当時は「リング」などのホラー小説をよく見かけたのだが、私の興味には合わなかった。作品自体は好きで小説は読んだことはないが、映画がテレビで放送されていた時に初めて作品を観た。しかも深夜の放送でたまたま家で一人で観たので、めちゃくちゃ怖かった。ただ、私が探していた世界観とは違っていたので小説を購入するには至らなかった。
当時は自分の探している世界観についてうまく説明できなかったのだが、今では分かるようになった。私は超古代文明を連想させる世界観が好きなのであった。それは遥か昔の大陸にあった文明かもしれないし、地下世界かもしれない。もしくは人間が立ち入ることができない暗黒の深淵なる世界なのかもしれない。未知なる生物達、古代の神々、暗黒の内に潜んでいる悪魔たち。そういった未知なる生物と共に実際に存在したであろう(存在しているであろう)世界や超古代文明を想像させてくれる世界観が好きなのであった。

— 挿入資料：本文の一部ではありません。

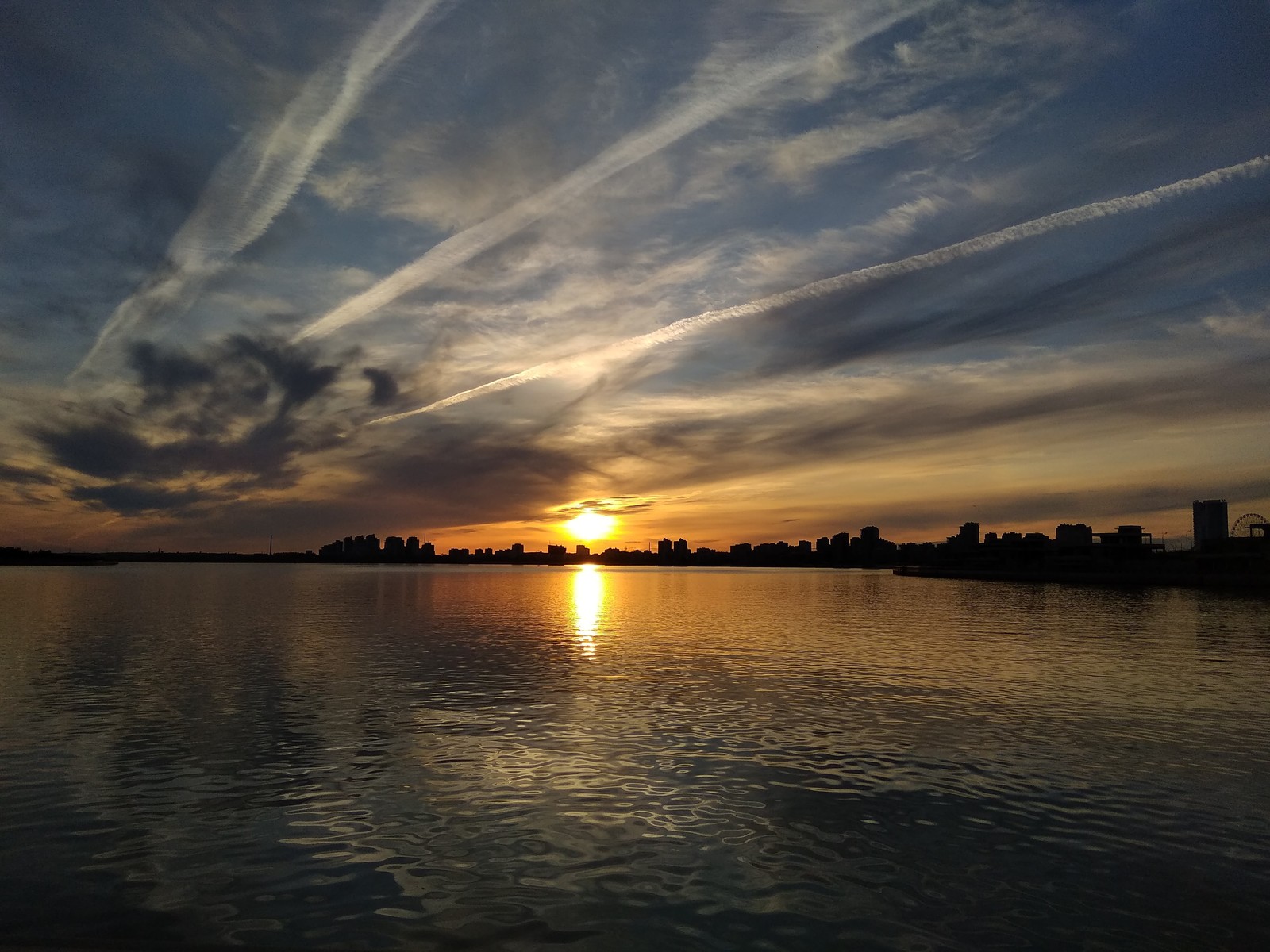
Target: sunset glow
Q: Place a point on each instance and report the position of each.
(729, 271)
(588, 526)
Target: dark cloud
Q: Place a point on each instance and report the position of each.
(14, 475)
(384, 386)
(127, 499)
(164, 374)
(689, 450)
(460, 475)
(230, 410)
(971, 301)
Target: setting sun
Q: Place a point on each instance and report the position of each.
(588, 526)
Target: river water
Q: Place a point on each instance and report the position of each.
(510, 758)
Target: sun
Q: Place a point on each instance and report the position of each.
(588, 526)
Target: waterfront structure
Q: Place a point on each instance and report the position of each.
(1210, 520)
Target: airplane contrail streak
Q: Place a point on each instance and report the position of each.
(729, 92)
(624, 349)
(257, 181)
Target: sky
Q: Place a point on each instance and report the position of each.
(733, 271)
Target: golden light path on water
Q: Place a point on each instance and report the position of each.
(588, 606)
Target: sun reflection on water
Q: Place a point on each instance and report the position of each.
(588, 606)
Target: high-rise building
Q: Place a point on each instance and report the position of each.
(1210, 520)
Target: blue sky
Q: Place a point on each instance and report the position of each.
(467, 267)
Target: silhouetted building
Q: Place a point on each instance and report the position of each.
(1212, 522)
(841, 546)
(1073, 536)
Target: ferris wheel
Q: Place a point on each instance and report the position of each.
(1245, 524)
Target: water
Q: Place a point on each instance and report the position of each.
(628, 759)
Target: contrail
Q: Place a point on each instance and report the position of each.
(256, 182)
(630, 347)
(724, 94)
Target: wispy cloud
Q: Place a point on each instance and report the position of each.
(1071, 217)
(723, 93)
(257, 181)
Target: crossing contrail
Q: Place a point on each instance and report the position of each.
(725, 93)
(630, 347)
(256, 182)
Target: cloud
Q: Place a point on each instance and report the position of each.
(632, 347)
(257, 181)
(384, 386)
(714, 97)
(229, 413)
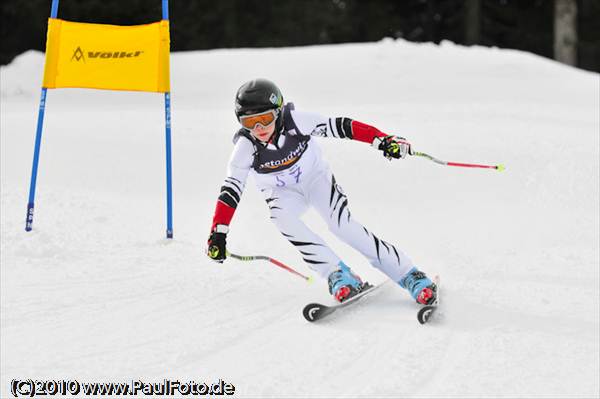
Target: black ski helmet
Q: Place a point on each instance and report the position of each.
(257, 96)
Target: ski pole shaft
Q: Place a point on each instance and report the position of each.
(246, 258)
(498, 167)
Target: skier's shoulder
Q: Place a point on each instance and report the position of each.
(303, 122)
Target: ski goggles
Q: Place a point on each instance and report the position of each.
(264, 118)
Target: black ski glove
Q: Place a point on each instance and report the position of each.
(392, 146)
(216, 248)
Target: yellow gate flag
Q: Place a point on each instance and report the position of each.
(111, 57)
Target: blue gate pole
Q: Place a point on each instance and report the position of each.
(38, 143)
(165, 9)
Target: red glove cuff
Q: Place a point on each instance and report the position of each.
(365, 133)
(223, 214)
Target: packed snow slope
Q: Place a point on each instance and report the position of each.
(96, 293)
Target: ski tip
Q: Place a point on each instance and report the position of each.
(425, 313)
(311, 311)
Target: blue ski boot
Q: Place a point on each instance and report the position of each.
(421, 288)
(343, 284)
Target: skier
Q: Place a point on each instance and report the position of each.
(276, 144)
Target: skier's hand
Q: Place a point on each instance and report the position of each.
(216, 247)
(392, 146)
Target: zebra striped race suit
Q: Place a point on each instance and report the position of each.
(294, 176)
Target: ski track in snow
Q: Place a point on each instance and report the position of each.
(95, 293)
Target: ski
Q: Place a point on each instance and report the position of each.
(426, 312)
(317, 311)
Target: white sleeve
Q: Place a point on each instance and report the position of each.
(309, 123)
(238, 167)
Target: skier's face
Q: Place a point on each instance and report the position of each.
(263, 133)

そう、それはまさしく【深淵なる世界へようこそ】と誘われている感覚なのだ。
当時、本屋で文庫本のラヴクラフト全集を試し読みした際に内容に引き込まれた。そしてそのまま購入した。
今では本は手放してしまったが、その世界観は覚えている。
私にとっては日本語訳も良かったのだと思う。今から考えると気軽に読みたい人にとっては少し読みにくい翻訳であったのかもしれないが、私はその重厚で荘厳な世界観を醸し出している日本語の文体は好きであった。

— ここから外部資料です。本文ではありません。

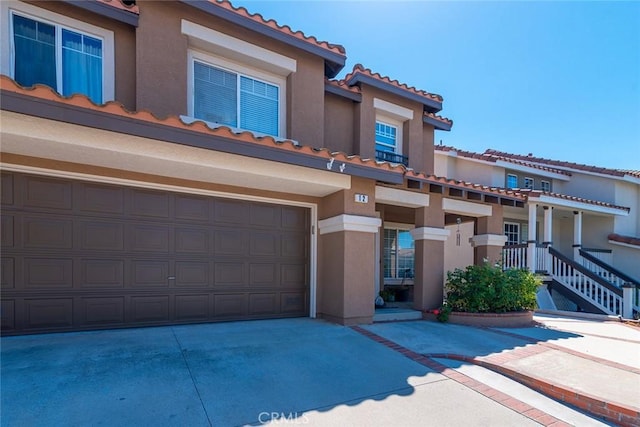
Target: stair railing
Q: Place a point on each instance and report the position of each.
(586, 284)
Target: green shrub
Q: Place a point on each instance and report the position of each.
(487, 288)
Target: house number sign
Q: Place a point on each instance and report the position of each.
(362, 198)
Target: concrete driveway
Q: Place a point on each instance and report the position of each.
(292, 371)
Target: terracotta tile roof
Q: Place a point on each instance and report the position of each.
(512, 194)
(537, 193)
(242, 11)
(494, 158)
(624, 239)
(112, 107)
(360, 69)
(558, 163)
(118, 4)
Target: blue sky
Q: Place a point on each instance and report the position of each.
(560, 80)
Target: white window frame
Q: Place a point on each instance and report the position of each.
(7, 64)
(398, 227)
(389, 121)
(529, 182)
(516, 232)
(241, 70)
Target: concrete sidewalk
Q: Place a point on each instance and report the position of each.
(592, 365)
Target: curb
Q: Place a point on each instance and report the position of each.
(612, 412)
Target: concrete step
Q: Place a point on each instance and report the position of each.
(396, 314)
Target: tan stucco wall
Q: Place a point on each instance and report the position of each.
(162, 77)
(125, 47)
(339, 122)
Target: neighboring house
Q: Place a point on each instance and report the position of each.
(232, 178)
(571, 207)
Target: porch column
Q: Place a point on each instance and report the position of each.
(531, 238)
(489, 239)
(548, 233)
(429, 236)
(577, 234)
(347, 251)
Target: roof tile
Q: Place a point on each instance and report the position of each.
(119, 4)
(242, 11)
(360, 69)
(112, 107)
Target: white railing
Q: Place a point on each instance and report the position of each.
(608, 300)
(514, 256)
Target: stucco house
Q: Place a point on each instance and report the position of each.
(189, 161)
(587, 214)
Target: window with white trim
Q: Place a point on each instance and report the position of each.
(235, 96)
(512, 231)
(398, 254)
(528, 183)
(68, 55)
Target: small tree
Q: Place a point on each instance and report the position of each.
(488, 288)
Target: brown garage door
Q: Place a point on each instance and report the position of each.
(82, 255)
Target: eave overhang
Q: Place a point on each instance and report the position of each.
(109, 11)
(333, 62)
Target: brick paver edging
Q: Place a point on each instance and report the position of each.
(493, 394)
(612, 412)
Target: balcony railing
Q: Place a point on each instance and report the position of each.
(388, 156)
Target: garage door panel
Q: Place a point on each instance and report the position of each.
(48, 273)
(230, 305)
(148, 238)
(231, 211)
(47, 193)
(7, 188)
(193, 240)
(47, 233)
(230, 242)
(48, 313)
(293, 302)
(8, 315)
(100, 198)
(229, 273)
(86, 255)
(263, 243)
(7, 275)
(294, 218)
(101, 235)
(7, 228)
(102, 273)
(102, 311)
(149, 309)
(150, 274)
(148, 203)
(192, 274)
(263, 304)
(192, 307)
(263, 274)
(192, 208)
(265, 215)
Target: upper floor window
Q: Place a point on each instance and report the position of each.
(68, 55)
(528, 183)
(235, 96)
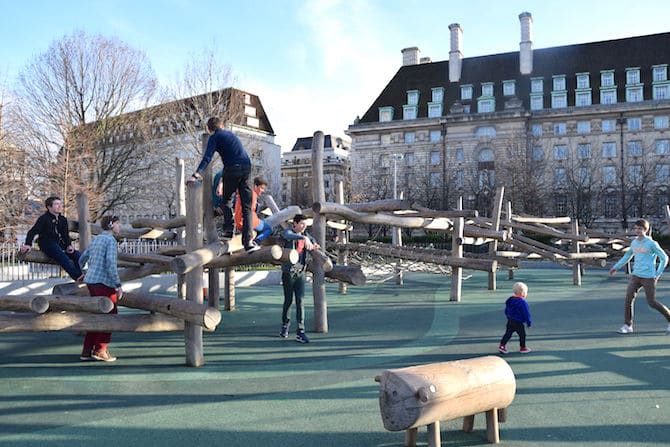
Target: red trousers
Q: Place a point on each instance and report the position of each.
(97, 341)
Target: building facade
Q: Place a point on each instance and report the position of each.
(176, 130)
(296, 170)
(579, 130)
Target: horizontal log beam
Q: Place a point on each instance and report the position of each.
(73, 303)
(167, 224)
(271, 254)
(84, 322)
(335, 209)
(186, 310)
(24, 303)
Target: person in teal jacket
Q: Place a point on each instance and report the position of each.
(646, 271)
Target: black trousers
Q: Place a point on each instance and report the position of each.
(512, 327)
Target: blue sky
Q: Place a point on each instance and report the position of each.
(316, 64)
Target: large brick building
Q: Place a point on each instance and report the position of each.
(579, 130)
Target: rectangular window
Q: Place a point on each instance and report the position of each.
(609, 175)
(559, 100)
(560, 177)
(536, 85)
(487, 89)
(437, 94)
(583, 176)
(660, 73)
(560, 128)
(536, 102)
(634, 124)
(634, 148)
(434, 110)
(662, 147)
(385, 114)
(485, 106)
(583, 80)
(466, 92)
(583, 126)
(633, 94)
(662, 174)
(608, 97)
(661, 122)
(583, 99)
(409, 112)
(609, 149)
(584, 151)
(412, 97)
(509, 88)
(632, 76)
(607, 78)
(560, 152)
(635, 174)
(609, 126)
(661, 92)
(559, 83)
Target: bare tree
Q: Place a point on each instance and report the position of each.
(71, 99)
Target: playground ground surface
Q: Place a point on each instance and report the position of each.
(583, 384)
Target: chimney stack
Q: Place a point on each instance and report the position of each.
(526, 44)
(456, 53)
(410, 56)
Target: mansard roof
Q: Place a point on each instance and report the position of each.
(617, 55)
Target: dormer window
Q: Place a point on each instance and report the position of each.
(437, 94)
(509, 88)
(487, 89)
(412, 97)
(385, 114)
(466, 92)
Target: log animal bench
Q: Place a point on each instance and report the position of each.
(425, 395)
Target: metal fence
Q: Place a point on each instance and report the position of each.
(13, 269)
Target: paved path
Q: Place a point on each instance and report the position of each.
(582, 385)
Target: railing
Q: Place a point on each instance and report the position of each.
(14, 269)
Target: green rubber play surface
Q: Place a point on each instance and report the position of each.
(583, 384)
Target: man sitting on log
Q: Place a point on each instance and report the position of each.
(54, 238)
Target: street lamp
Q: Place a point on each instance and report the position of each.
(396, 157)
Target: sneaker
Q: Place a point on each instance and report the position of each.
(102, 356)
(252, 247)
(300, 337)
(625, 329)
(86, 356)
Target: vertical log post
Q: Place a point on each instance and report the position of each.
(457, 252)
(319, 233)
(510, 272)
(180, 188)
(342, 255)
(194, 235)
(576, 265)
(493, 246)
(213, 295)
(84, 225)
(396, 237)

その文体はまるでゴシック建築のようなズッシリとした重みと古代遺跡を思わせる精巧さがあり、不気味な暗黒世界の妖気が肌の表面から侵入して来るようであった。
今では各作品自体の内容はほとんど忘れてしまったが、当時はラヴクラフトの作品を卒業論文にしようと考えていたくらいであった。

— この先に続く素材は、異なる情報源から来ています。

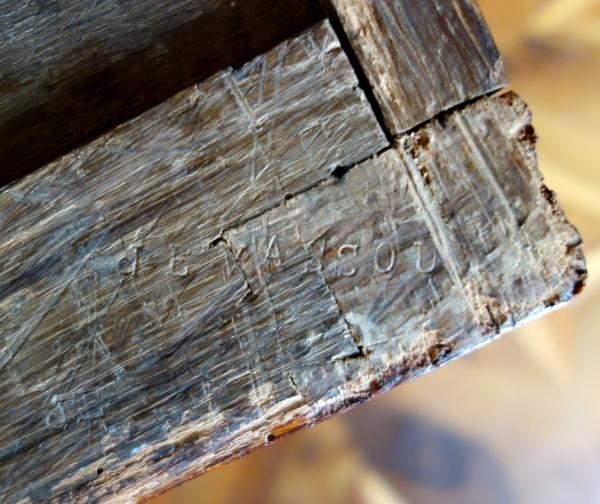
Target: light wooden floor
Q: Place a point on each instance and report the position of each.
(519, 420)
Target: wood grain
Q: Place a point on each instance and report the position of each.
(70, 71)
(112, 285)
(420, 58)
(158, 366)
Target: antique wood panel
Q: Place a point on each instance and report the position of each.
(420, 58)
(70, 70)
(155, 360)
(113, 282)
(252, 255)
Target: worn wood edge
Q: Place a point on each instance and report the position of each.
(425, 356)
(354, 148)
(370, 41)
(71, 71)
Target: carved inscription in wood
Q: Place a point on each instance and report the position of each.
(420, 57)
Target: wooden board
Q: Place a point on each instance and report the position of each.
(420, 57)
(253, 256)
(141, 359)
(70, 70)
(106, 253)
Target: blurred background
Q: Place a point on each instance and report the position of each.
(517, 421)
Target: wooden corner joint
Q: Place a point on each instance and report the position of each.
(255, 255)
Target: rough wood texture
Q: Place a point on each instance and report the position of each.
(114, 308)
(421, 57)
(69, 70)
(150, 349)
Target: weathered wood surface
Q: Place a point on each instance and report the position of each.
(219, 271)
(152, 351)
(421, 57)
(69, 70)
(110, 289)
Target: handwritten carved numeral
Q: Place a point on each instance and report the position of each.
(383, 265)
(344, 251)
(273, 252)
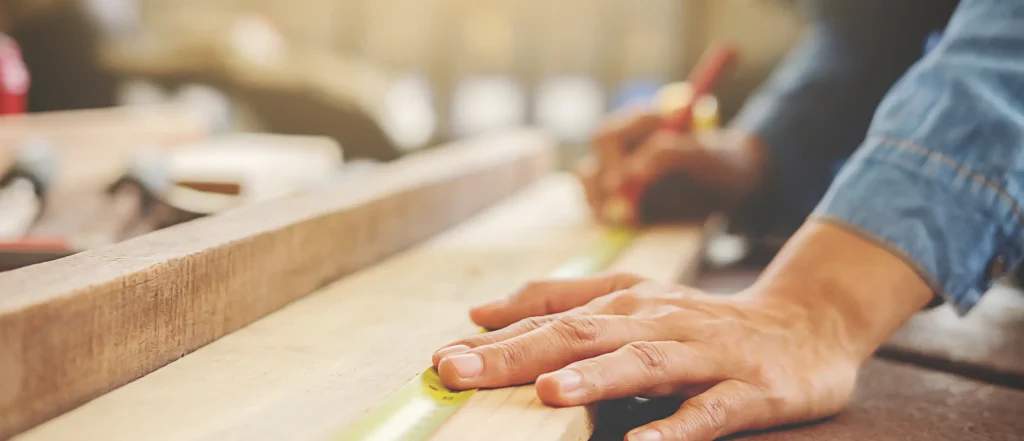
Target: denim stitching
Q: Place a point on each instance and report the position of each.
(958, 168)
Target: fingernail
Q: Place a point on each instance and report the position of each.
(567, 381)
(467, 365)
(645, 435)
(452, 350)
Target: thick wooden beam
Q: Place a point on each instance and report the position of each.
(307, 370)
(75, 328)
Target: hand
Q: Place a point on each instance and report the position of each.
(787, 350)
(748, 362)
(725, 167)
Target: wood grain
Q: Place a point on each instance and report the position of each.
(74, 328)
(310, 368)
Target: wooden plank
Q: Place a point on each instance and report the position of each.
(668, 255)
(986, 344)
(74, 328)
(310, 368)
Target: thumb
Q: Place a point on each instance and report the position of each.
(549, 297)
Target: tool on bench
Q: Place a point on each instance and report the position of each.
(626, 208)
(25, 186)
(423, 404)
(128, 199)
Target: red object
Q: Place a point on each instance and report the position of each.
(704, 78)
(14, 78)
(36, 243)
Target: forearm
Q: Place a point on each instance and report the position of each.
(843, 282)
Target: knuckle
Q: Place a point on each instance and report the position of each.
(577, 328)
(713, 411)
(530, 323)
(511, 355)
(625, 301)
(625, 279)
(650, 355)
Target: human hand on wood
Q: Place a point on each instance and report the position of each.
(725, 167)
(785, 351)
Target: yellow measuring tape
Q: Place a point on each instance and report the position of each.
(420, 407)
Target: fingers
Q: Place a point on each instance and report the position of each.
(518, 328)
(726, 408)
(663, 152)
(656, 368)
(551, 347)
(549, 297)
(613, 140)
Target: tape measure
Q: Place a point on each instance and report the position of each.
(423, 404)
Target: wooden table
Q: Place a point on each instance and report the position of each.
(941, 378)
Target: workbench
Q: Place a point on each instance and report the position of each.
(289, 319)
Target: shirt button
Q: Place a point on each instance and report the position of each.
(997, 268)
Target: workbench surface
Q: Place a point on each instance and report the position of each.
(911, 399)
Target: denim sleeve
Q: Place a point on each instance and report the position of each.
(940, 178)
(816, 106)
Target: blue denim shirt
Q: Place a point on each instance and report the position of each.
(937, 168)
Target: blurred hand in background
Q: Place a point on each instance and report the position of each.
(725, 167)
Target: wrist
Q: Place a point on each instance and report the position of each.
(854, 289)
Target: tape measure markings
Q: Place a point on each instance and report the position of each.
(423, 404)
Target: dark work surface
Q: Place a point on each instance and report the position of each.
(986, 344)
(895, 401)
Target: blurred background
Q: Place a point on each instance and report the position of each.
(384, 77)
(280, 95)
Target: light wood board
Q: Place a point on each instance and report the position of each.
(74, 328)
(668, 255)
(310, 368)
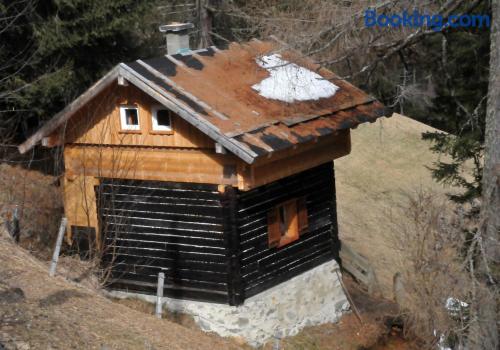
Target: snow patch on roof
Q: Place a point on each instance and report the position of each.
(289, 82)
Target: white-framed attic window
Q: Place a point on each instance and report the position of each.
(161, 119)
(129, 117)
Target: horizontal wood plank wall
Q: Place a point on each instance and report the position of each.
(150, 227)
(98, 122)
(262, 267)
(148, 163)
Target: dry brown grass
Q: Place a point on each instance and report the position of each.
(49, 313)
(40, 206)
(388, 161)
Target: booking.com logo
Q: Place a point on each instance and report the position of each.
(416, 20)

ちなみに大学の図書館を探してもラヴクラフトに関する本は見つからなかった。狂える詩人-アブドゥル・アルハザードによって書かれたとされる「ネクロノミコン」も探してみたのだが見つからなかった。
私の記憶では何年も前に何かのニュースで本当にネクロノミコンが発掘されたと読んだ記憶があるのだが、あれは本当だったのだろうか。
そして私は当時、ラヴクラフトの作品を読み始めた頃にある勘違いをしていた。それは、ラヴクラフトがイギリス出身だと思っていたのだ。しばらくしてアメリカ出身だと気づいた。なんとなく小説の世界観や雰囲気がイギリス的な感じがしたのだよね。ロンドンの霧を思わせるような薄暗い街の雰囲気や、古い建物や幽霊の世界などを連想したのも勘違いの原因かもしれない。
小説の中にはイギリスが舞台の話もあったのかなぁ。もう覚えていない。

そんな訳で今日は奇才であったラヴクラフトの話をしてみた。
神秘的で超古代的、なおかつ宇宙的で不気味な世界には魅了された。古代の邪悪な神々が登場する神話の世界が垣間見えるのも楽しい。だが、決して長居をしてはいけない世界。暗黒の淵に存在する世界。
そこは脅威でもあり怖い世界だが何かと惹きつけられる魅力を放っている。
今ではラヴクラフトの作品に対して当時ほどの興味は失ってしまったが、その小説で描かれる世界には、本当に実在しているのではないだろうかと思わせてくれる奇怪な世界が広がっているのだ。